I started out running/walking, then when I got to the point that I could run for 2 miles non-stop, I started just doing that and then adding a little (maybe half a mile) to my runs each week.
Now my runs are between 3-5 miles, 2-4 times a week, and then one long run on the weekends. My long runs are anywhere between 8-13 miles, depends upon the heat and how much time I have. On my shorter runs, I try to stay under an 11:30 pace. On my longer runs, I typically stay around 12-12:20 pace. So I'm not setting the world on fire with my speed.
Sometimes I listen to music and sometimes I listen to podcasts. I can't zone out when I listen to a podcast, so I typically save those for my shorter runs.
Once I hit the ability to run 4 miles, one day I just decided to see how far I could run. I hit 8 miles before I felt like I was going to really, truly hurt myself. Since that time, I just started doing long runs that even 4 months ago I would have never thought I would actually be able to do. I still have to psyche myself up each time for it. I don't ever think "I've got 10.5 miles ahead of me." I think "Okay, I'm going to run to the levee (2.25 miles)." When I hit that, I think "Okay, I'm going to run to the 3 mile mark." Then "Okay, I'm going to turn around and run back to the beginning of the levee." And then "Okay, now I'm going to run home." If I break it into smaller increments, it doesn't seem as overwhelming or impossibly long.
That first mile still sucks. I don't know how long I will be running before that first mile just isn't the worst thing in the world. Once I get past mile one, something clicks in my brain and then I actually kind of enjoy it. But getting out the door, and then running that first mile is still mentally and physically very difficult for me.
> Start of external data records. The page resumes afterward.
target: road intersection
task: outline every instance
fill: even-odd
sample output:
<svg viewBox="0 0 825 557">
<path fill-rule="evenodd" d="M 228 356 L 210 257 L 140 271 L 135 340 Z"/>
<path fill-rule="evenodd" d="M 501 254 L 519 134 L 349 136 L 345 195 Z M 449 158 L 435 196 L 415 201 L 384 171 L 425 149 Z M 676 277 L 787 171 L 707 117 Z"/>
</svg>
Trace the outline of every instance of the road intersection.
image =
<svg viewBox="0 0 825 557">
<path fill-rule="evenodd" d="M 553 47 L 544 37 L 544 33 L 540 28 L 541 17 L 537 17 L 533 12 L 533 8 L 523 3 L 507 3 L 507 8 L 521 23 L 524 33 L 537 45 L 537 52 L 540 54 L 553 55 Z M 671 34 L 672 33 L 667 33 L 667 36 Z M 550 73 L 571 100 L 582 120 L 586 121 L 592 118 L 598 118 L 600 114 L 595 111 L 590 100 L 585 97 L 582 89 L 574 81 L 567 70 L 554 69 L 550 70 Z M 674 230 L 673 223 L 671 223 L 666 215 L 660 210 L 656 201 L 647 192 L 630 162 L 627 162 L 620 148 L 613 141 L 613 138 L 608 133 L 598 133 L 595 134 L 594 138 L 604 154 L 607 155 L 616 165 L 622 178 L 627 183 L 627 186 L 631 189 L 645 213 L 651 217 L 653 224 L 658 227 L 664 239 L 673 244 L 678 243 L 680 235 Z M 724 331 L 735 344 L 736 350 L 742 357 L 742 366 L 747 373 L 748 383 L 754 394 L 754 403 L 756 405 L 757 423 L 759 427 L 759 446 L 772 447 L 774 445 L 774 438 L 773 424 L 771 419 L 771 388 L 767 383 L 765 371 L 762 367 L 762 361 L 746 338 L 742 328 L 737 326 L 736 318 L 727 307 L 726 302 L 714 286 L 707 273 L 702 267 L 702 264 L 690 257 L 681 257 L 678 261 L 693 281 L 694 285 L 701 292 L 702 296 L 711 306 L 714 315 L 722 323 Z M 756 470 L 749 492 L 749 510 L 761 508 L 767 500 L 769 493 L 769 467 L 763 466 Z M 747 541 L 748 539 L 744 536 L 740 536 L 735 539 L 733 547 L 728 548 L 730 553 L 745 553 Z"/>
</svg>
I have started and stopped running programs a million times. I don't know what is different about this time around. One thing is that I've gotten past the point where I care if I lose any more weight. Of course I would LIKE to lose weight. But the accomplishment of running itself has become the goal. It's like running has become a nearly separate category from any weight loss goals. When I run, right now anyway, I'm not thinking "I just burned X calories". I'm thinking "Oh, today I feel really good. Maybe I can run these five miles in less than 58 minutes."